Last month, the 103-year-old club's accustomed suburban calm, traditionally punctuated only by the odd raised voice about failing to replace to divots on the fairway, was shattered by an episode in Channel 4's Cutting Edge series.

After the film was shown, members demanded the club's directors explain how their beloved institution had been transformed into a peep show in which their 'gentlemen's traditions' and golfing prowess were mocked in equal measure. Rank-and-file discontent culminated in the circulation of a 100-signature petition demanding the directors' resignation. Although the petition was not formally presented, all eight directors, including the chairman, Bryan Lund, stepped down.
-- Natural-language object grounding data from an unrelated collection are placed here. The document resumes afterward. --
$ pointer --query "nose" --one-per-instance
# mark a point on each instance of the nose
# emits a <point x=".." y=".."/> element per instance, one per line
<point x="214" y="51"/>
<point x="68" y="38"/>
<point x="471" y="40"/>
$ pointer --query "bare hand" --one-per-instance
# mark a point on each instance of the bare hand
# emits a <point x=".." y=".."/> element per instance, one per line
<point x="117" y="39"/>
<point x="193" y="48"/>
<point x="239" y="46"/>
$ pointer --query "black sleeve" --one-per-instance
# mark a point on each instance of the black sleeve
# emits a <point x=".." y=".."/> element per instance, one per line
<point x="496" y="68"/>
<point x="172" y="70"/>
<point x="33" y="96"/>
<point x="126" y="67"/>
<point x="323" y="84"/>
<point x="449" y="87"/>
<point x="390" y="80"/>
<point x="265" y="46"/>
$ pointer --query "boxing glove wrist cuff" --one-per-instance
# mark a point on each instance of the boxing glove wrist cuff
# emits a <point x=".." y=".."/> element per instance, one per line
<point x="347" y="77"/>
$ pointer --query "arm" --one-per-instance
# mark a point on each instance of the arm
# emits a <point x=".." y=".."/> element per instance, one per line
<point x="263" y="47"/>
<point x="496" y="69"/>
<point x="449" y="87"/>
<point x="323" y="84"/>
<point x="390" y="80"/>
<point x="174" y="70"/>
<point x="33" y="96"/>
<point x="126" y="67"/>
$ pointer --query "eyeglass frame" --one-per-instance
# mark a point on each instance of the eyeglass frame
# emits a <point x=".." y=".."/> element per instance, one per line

Last night's extraordinary general meeting elected their replacements and heard the original board express its 'regret' over the 'distress and embarrassment' caused by the film. Mr Lund said the meeting had been called to 'explain the full facts of the situation', and that the board's resignation was 'a response to an unusual situation. We chose to resign to allow the members to decide.'

Mr Lund felt the club had been duped by the film makers, Brian Hill and Kate Woods, who were also responsible for turning the Australian couple, Noeline and Laurie Donaher, into the most ridiculed family in Sylvania Waters. 'We were promised the film would show the club enhancing the enjoyment of the sport for members.' Examination of the film makers' proposal to the club reveals they did indeed suggest that 'the primary aim (of the programme) is to show how membership of that sporting fraternity enhances the lives of its followers.'

Reporters were predictably barred from the clubhouse last night. 'No outsiders', the secretary's office said. And now well-versed in the ways of the media, most members trooped in and out delivering their 'no comments' like veterans. Those who spoke had few regrets that a board responsible for such a 'gross error of judgement' had gone but some expressed relief that the debacle was over.